Pandung Ing Amarta
PANDUNG ING AMARTA di
ciptakan oleh Bilqhiz Arij' Azizah untuk memenuhi tugas akhir Sekolah Tinggi
Kesenian Wilwatikta Surabaya.
Bilqhiz Arij ‘Azizah terlahir
menjadi anak ketiga dari empat bersaudara dari sepasang suami istri: Dwi
Sulistiono dan Yayuk Ningsih di Kota Surabaya pada tanggal 14 September 1995.

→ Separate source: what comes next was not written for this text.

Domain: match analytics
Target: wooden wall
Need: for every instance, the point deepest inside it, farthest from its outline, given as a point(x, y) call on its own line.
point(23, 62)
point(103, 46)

Yang telah berhasil menyelesaikan pendidikan SMKN 12 Surabaya (2013) dan pada
tahun itu pula telah melanjutkan pendidikan di Sekolah Tinggi Kesenian
Wilwatikta Surabaya. Pada tahun (2013) telah berhasil mendirikan Komunitas Tari
Merah Putih di lingkup Kelurahan Keputran, pada tahun (2013) diterima sebagai
guru seni tari pada SDN Jemursari 1, pada tahun (2014) telah diterima sebagai
guru tari di SDN Pacarkeling VII. Aktivitas Non Formal pada tahun (2007) Penari
Remo Terbaik II dalam Gelar Seni Pertunjukan Festival Cak Durasim. Pada tahun
(2011) Sebagai Juara Umum Karnaval Keprajuritan Nusantara Dalam Rangka Pekan
Wira Budaya TAMAN MINI “INDONESIA INDAH”. Pada tahun (2012) sebagai peserta
FLS2N Sekolah Menengah Kejuruan (SMK). Pada tahun (2012) sebagai penari jatil
dalam Festival Reog Nasional di Ponorogo. Pada tahun (2014) sebagai penata tari
dalam Festival Reog Nasional di Ponorogo. Dan sebagai penari dalam setiap
kegiatan Sekolah Tinggi Kesenian Wilwatikta Surabaya.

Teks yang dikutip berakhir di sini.